This post describes a method of augmenting the lucene-spatial contrib package to support multi-point searches. It is quite similar to the method described with some minor modifications.

The problem is as follows:

A company (mapped as a Lucene doc) has an address associated with it. It also has a list of store locations, which each have an address. Given a lat/long point, return a list of companies which have either a store location or an address within x miles from that point. There should be the ability to search on just company addresses, store locations, or both. EDIT: There is also the need to sort by distance and return distance from the point, not just filter by distance.

This problem requires that you index a "primary" lat/long pair, and multiple "secondary" lat/long pairs, and be able to search only primary lat/long, only secondary lat/long or both.

This excludes the possibility of using SOLR-2155 or LUCENE-3795 as-is. I'm sure it would have been possible to patch either to do so

Also, SOLR-2155 depended on Solr, and I needed a pure Lucene 3.5 solution. And MultiValueSource, which SOLR-2155 uses, does not appear to be supported in Lucene 3.5.

The SOLR-2155 implementation is also pretty inefficient: it creates a List object
for every single doc in the index in order to support multi-point search.

The general outline of the method is:

1. Search store locations index and collect company IDs and distances
2. Augment DistanceFilter with store location distances
3. Add a BooleanQuery with company IDs. This is to include companies in the final result-set whose address does not match, but have one or more store locations which do
4. Search company index
5. Return results

The algorithm in detail:

1. Index the company address with the company document, i.e the document containing company fields such as name etc

2. In a separate index (or in the same index but in a different document "type"), index the store locations, adding the company ID as a field.

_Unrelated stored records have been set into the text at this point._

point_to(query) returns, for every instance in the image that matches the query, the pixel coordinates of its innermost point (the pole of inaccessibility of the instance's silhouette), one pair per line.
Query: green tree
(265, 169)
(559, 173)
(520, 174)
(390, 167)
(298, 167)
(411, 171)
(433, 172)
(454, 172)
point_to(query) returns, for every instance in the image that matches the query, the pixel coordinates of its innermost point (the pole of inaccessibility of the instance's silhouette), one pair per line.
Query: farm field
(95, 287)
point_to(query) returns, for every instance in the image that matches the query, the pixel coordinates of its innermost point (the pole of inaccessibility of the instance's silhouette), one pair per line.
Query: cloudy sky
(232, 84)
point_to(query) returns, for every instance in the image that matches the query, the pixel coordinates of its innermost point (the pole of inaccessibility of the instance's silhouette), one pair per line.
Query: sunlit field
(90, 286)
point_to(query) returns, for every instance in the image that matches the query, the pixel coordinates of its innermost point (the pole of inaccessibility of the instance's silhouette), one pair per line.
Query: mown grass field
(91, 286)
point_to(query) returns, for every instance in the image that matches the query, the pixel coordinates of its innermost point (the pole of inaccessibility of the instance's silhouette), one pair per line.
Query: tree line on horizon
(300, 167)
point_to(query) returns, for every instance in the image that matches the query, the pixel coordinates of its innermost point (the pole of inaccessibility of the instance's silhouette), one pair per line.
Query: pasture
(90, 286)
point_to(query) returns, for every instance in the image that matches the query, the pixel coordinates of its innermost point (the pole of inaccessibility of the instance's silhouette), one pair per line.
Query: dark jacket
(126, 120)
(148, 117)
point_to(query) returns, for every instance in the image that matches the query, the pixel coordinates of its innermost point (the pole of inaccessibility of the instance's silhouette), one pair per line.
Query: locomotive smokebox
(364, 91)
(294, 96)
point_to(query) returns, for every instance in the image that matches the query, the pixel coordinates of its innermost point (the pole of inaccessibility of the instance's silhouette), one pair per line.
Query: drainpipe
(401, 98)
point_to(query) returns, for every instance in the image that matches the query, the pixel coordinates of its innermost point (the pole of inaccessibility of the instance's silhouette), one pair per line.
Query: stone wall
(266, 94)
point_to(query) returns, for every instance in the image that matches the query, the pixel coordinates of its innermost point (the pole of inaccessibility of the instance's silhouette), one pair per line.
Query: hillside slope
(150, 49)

3. Given a lat/long point to search, first search the store locations index. Collect a unique list of company doc-ids:distance in a LinkedHashMap, checking for duplicates. Note that this is the lucene doc-id of the store location's corresponding company, NOT the company ID field value. This will be used to augment the distancefilter in the next stage.

Hint: you'll need to use TermDocs to get this, like so:

span class="st0">"id"

Since the search returns results sorted by distance (using lucene-spatial's DistanceFilter), you're assured to have a list of company doc ids in ascending order of distance.

In this same pass, also collect a list of company IDs. This will be used to build the BooleanQuery used in the company search.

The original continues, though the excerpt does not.